七月頭頃、ギアッチョみたいに道路に熱いキッスをしてしまい、
前歯割ったりで色々引っ掻き回されてしまいました。
手足その他は問題なく動くから執筆も普通に出来るだろ、
とか思ってたら、モノを噛めないって想像以上にキャパ削られる。
ケガ前と遜色ない状態に戻ってからチョビチョビ書いて、今日投稿です。
ともあれ、生存報告くらいはするべきでした。スミマセンッした。

今回は秋山どの視点です。


Inter Inter Mission 『戦闘潮流、伝え聞きます!』

秋山優花里(あきやま ゆかり)は病院にいた。6時過ぎにようやく学園艦に戻ってきてから慌ただしいが、承太郎が長期留守の報告をしていくというので、頭を下げて連れてきてもらった。

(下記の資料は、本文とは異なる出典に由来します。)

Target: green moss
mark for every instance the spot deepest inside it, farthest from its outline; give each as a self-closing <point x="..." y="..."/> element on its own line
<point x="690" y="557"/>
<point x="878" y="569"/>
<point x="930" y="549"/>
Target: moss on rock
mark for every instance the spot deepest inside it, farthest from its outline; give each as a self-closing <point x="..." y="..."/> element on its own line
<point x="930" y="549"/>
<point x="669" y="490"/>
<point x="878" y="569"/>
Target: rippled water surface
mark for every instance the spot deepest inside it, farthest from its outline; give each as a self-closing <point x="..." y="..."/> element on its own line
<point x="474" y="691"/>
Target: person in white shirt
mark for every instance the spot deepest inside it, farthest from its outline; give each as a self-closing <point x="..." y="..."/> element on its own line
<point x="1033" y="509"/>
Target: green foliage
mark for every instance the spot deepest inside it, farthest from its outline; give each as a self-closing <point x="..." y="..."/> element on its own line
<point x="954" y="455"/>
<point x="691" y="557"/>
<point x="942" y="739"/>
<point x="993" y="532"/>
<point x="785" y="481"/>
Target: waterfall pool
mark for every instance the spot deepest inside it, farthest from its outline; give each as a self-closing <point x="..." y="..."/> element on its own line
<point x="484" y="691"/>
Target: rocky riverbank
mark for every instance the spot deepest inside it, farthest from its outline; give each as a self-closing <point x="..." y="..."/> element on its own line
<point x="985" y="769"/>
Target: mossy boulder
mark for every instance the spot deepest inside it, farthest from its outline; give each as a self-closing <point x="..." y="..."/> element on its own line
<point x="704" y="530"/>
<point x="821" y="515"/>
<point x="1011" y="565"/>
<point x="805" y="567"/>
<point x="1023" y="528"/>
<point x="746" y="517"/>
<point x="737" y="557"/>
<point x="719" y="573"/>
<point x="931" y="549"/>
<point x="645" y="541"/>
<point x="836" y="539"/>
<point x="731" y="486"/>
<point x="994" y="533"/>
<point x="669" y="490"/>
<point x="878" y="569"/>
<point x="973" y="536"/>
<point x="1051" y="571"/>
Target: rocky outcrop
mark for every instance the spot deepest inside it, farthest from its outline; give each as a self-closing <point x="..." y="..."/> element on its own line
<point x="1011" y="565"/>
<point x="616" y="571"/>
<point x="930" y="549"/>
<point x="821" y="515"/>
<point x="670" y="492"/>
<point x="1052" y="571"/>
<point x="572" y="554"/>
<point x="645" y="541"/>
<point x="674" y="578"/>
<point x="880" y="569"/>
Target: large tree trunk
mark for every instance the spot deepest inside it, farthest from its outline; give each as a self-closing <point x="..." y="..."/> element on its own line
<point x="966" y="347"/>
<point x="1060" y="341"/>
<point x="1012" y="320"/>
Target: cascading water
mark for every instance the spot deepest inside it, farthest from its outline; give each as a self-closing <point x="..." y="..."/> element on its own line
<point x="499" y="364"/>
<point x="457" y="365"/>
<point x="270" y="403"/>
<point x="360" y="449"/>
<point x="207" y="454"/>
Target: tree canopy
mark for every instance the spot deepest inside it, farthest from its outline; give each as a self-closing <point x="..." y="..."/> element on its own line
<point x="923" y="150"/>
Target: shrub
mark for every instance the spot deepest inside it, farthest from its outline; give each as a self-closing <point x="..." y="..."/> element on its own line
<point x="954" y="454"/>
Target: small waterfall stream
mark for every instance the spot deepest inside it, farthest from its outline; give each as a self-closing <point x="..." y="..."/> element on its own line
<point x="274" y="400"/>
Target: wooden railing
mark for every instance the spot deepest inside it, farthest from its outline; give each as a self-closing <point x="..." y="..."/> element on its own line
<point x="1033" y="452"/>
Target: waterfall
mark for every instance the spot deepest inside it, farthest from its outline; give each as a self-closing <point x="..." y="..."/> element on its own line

目的地も当然、承太郎と同じ。ジョセフ・ジョースターの病室だ。

 

「アレッ? 先客がいらっしゃるようですねぇ」

 

面会者の一覧表を見て気づく。ジョセフを訪ねた面会者が少し前にいる。しかもまだ帰っていない。退室時刻のタイムスタンプがなかった。名前の方をよく見ると。

 

「かどたに、あんず……生徒会長? が、何を」

「さあな。オレはオレの用を済ませるだけだ」

 

受付から離れる承太郎に慌てて従う。歩幅が違うからついていくのも大変だ。しばらくごとにいちいち立ち止まらせるのも忍びないので頑張っているが。無言でエレベーターに乗り込み、上向きの慣性を身に浴びる。脇の巨漢を少し見上げて、十数秒無言。

 

(ウーン ワカラナイ話にアイヅチ打つのもツライんですけどっ

 この方の場合は沈黙が怖いですねぇー)

 

でも、それが醸し出す風格はどうだ。歴戦の勇士とは、きっとこんな人にこそふさわしい言葉なのだ。もしこの人が戦車に乗ったなら。かの大戦で、戦車に乗り込む一人だったなら。どんな戦車がふさわしいだろう?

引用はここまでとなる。